Love conquers all. What doesn’t kill you makes you stronger.
In the addiction world a common cliché is “one day at a time.” I love this quote by comedian Hannibal Buress. “People say, ‘I’m taking it one day at a time.’ You know what? So is everybody. That’s how time works.”
So against my better judgment I’m going to build this entire piece on a cliché. Knowledge is power.
Knowledge gives you choices. Educate yourself. Immerse yourself in the wisdom and experience of those who have gone before, those you admire, and anything that uplifts or encourages you. But this advice isn’t new. What I really want to say, is knowledge is only power if you can find the humility, strength and courage to apply it.
As you reach outward and reflect inward you might make painful discoveries. You will hear things that are hard to hear. You will know that you must do things you are terrified of doing. You will face emotions that are overpowering and debilitating.
Being able to reach your potential will require humility. It is easy when coping with your husband’s addiction to let all the blame fall to him. You are NOT responsible for his addiction. But you are responsible for your character defects that prevent you from healing. Self-awareness can be painful and inconvenient. Humbly recognize things about yourself that are making you miserable, and own them.
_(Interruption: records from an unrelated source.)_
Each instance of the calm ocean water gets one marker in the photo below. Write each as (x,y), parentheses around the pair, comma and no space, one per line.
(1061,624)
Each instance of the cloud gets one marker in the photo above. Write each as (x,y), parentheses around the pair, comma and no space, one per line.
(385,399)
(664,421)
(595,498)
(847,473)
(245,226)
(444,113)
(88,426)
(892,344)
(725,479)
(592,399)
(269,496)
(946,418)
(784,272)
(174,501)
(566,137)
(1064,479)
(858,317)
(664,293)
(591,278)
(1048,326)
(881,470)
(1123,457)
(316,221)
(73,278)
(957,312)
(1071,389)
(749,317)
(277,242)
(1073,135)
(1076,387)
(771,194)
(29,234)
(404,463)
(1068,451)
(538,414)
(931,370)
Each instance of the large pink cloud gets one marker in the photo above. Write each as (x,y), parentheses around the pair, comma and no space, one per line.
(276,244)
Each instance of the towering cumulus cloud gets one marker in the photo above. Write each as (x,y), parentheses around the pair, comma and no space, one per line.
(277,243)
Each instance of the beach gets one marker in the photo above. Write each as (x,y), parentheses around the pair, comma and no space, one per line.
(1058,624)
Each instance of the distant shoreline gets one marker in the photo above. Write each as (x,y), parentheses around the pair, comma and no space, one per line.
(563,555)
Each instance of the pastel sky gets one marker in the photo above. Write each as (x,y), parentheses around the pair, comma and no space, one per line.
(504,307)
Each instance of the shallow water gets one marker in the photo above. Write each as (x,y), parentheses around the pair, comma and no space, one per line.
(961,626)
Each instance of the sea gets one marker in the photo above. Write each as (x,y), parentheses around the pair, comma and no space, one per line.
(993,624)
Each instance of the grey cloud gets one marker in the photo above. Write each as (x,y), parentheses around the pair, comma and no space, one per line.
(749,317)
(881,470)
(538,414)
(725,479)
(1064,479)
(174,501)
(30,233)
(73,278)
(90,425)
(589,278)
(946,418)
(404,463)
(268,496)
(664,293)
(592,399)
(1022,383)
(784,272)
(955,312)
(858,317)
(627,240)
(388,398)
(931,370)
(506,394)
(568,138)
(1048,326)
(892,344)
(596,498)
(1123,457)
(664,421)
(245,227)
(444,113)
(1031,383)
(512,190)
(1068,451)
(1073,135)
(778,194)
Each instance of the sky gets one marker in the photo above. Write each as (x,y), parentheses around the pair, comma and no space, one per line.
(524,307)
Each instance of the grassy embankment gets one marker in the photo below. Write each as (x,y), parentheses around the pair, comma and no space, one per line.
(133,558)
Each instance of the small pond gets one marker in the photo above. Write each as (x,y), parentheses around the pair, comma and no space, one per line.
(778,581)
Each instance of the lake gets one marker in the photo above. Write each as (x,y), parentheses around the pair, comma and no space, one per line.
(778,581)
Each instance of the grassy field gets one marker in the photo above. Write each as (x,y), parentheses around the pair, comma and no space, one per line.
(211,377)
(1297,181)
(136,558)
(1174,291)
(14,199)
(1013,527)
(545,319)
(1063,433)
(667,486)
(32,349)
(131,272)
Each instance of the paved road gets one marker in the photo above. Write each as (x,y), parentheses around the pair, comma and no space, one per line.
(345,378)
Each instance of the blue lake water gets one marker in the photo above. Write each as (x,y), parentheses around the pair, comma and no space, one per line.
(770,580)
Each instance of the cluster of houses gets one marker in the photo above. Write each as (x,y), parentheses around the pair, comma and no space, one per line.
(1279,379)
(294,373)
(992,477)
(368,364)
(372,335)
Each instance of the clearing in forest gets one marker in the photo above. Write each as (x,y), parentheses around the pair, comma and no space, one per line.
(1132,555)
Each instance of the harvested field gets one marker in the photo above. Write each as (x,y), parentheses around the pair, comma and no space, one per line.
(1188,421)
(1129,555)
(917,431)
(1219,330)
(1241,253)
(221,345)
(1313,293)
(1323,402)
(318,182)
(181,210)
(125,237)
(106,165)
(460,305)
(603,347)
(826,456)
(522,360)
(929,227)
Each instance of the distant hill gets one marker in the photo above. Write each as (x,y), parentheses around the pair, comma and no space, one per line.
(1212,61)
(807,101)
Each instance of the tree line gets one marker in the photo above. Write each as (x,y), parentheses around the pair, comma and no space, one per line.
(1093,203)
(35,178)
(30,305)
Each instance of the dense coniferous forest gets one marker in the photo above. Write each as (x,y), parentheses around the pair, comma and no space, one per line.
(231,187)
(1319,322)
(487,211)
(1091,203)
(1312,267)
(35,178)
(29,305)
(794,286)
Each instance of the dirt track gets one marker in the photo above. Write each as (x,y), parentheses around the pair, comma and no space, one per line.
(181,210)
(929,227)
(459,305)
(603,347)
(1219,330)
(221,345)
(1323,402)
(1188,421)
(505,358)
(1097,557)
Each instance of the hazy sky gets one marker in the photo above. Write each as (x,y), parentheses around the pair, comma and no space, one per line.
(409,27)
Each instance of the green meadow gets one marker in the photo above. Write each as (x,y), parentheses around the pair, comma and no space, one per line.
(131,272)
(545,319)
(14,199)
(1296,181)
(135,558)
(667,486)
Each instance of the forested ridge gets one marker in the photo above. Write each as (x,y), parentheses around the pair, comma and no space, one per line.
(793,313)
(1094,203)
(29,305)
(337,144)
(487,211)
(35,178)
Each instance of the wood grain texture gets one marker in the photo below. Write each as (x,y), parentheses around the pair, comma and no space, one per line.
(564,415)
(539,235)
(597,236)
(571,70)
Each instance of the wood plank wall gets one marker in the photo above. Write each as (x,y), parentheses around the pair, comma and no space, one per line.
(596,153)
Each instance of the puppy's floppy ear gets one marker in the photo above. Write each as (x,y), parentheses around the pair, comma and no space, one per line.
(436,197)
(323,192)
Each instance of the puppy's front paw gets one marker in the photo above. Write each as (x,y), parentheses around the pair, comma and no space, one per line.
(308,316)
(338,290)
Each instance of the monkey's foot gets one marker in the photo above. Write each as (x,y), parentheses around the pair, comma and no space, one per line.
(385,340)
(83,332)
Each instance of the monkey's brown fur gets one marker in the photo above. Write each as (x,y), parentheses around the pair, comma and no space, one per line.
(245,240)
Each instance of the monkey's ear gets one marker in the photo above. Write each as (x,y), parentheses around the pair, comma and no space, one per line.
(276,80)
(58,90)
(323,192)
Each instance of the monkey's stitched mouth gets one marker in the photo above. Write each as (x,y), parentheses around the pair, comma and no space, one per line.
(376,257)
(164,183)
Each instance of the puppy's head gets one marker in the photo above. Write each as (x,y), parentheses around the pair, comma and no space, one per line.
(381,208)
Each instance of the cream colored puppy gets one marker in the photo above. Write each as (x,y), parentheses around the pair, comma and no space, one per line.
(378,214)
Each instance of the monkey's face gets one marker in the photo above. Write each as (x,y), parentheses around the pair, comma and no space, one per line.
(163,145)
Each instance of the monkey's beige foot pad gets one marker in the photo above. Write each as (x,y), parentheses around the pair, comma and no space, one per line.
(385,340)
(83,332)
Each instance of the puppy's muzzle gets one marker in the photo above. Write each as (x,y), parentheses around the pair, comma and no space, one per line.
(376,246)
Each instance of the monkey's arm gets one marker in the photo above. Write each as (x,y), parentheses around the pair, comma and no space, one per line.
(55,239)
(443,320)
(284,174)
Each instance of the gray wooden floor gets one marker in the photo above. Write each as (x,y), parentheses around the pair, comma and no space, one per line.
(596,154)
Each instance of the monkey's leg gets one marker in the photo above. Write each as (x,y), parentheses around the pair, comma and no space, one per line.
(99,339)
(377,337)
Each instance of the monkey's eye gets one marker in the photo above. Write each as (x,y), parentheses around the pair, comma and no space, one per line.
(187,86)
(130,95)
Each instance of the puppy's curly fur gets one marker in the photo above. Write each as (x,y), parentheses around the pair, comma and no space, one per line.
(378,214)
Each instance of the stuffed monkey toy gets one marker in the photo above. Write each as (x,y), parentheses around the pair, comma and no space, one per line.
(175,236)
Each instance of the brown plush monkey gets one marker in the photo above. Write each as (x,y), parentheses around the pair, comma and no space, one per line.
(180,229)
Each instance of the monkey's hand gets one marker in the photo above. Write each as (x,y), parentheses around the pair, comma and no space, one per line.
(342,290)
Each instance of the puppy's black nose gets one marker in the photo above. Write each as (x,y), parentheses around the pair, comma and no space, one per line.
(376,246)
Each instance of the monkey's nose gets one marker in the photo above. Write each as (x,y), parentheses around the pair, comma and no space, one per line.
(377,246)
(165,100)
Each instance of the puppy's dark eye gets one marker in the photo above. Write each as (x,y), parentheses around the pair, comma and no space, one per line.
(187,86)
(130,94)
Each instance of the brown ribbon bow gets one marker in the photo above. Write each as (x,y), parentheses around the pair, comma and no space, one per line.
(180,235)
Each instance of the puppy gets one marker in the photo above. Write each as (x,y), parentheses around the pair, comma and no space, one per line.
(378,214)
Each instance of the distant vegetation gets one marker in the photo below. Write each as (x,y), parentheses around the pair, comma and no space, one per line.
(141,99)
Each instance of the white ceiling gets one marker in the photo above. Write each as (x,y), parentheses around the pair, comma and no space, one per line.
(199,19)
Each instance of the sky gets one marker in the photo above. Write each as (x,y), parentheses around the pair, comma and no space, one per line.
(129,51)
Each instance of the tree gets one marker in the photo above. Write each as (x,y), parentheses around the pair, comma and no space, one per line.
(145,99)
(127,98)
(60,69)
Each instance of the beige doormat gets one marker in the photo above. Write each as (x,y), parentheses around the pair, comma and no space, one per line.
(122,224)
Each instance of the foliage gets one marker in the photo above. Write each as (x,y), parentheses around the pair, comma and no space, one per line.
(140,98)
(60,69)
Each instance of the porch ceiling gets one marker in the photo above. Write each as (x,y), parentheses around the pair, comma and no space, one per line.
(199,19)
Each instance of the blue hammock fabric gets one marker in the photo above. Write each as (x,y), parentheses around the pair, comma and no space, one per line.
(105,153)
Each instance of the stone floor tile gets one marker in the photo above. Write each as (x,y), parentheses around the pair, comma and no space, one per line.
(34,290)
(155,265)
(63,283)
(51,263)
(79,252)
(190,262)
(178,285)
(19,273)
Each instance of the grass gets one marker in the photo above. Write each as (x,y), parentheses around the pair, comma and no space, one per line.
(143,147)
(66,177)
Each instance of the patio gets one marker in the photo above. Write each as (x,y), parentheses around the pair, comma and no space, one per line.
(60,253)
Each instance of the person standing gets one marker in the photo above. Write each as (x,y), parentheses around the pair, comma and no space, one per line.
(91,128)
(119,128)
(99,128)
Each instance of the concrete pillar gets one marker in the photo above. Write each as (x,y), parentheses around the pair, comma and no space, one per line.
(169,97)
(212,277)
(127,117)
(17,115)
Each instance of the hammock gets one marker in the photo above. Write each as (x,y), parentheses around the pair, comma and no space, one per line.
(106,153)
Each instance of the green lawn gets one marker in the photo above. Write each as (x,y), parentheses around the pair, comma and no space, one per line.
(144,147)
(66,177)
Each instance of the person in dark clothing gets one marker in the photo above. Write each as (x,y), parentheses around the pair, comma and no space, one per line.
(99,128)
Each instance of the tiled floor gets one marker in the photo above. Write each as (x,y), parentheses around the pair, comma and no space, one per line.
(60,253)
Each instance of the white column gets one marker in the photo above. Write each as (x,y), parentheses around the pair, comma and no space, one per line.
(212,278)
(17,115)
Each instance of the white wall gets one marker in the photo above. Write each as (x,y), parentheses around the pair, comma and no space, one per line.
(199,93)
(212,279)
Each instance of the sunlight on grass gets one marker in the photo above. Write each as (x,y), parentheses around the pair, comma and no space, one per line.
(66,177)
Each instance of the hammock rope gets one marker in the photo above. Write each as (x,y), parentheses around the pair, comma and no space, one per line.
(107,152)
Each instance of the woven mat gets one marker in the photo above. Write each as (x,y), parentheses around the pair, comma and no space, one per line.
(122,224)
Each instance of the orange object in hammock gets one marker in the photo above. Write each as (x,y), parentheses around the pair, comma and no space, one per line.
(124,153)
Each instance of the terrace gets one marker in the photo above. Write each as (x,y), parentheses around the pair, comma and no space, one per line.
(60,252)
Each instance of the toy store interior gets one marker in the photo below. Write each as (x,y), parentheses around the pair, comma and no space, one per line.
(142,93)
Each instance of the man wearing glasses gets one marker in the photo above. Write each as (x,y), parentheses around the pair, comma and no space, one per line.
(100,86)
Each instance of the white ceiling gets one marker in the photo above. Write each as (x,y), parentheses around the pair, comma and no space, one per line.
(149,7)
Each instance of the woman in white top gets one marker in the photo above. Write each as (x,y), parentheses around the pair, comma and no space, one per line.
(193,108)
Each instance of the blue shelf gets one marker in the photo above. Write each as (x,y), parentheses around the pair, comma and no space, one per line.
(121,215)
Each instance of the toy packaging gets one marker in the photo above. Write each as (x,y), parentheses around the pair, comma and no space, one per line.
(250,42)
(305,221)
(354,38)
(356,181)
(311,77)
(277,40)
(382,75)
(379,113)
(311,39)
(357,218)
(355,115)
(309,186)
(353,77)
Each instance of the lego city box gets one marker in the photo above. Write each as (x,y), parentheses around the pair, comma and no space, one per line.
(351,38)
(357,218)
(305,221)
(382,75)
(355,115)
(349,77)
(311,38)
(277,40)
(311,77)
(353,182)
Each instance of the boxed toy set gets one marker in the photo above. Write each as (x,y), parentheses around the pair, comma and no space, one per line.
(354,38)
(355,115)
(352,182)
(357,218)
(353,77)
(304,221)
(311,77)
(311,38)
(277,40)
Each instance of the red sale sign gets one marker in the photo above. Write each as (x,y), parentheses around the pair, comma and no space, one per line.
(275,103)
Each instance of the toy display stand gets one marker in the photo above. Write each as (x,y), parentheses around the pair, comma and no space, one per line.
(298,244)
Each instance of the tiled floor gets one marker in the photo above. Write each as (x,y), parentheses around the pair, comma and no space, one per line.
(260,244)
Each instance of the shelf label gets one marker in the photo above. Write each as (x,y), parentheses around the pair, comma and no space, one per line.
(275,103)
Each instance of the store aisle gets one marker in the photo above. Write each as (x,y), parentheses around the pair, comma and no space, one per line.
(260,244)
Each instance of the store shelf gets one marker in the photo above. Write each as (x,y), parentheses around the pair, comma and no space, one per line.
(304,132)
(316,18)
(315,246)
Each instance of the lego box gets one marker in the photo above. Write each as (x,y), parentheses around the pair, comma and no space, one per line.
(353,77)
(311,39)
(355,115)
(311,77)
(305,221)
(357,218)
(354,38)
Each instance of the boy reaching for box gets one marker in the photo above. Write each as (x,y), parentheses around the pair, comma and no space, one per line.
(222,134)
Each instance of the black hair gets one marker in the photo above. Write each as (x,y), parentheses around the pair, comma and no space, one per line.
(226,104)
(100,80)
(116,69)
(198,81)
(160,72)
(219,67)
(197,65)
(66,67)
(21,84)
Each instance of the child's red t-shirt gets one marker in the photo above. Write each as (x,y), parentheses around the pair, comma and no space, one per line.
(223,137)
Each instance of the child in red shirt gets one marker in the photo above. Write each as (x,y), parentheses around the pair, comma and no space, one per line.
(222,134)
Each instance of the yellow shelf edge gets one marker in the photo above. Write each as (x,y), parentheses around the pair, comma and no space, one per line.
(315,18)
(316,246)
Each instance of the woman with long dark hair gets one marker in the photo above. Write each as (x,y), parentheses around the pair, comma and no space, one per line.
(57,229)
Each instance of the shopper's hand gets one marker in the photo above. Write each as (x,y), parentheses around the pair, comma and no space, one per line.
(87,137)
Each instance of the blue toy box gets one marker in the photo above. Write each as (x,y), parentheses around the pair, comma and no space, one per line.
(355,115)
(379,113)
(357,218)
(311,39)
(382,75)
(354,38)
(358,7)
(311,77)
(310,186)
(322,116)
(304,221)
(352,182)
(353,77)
You might not feel strong or capable. Surround yourself with people who believe in you. Do small things to practice independence. Knowledge will give you confidence. Arm yourself with education. Insight and discovery will validate you. If you believe in a Higher Power, plead with him to endow you with fortitude.
I love the song “Hold On” from the play The Secret Garden.
When you see a man who’s raging,
And he’s jealous and he fears
That you’ve walked through walls
What you do then is you tell yourself to wait it out
And say it’s this day, not me,
He’s hid behind for years.
That’s bound to go away
It is going to require tremendous bravery to stand up to the addict. It probably won’t go over well. He might not understand. He might be jealous that you are different and he is the same. He might be afraid of your new knowledge and strength. It also requires courage to surrender your husband’s addiction, to cease your efforts at control, to let him find his own way, even if he falls on his face.
Think of yourself as a dry sponge. Hard and incapacitated. Imagine knowledge as water, absorb it, soak it up, and let it soften your heart and make you useful. Then practice humility, strength and courage as you face the challenges ahead of you. The only way is through, but you’re going to make it.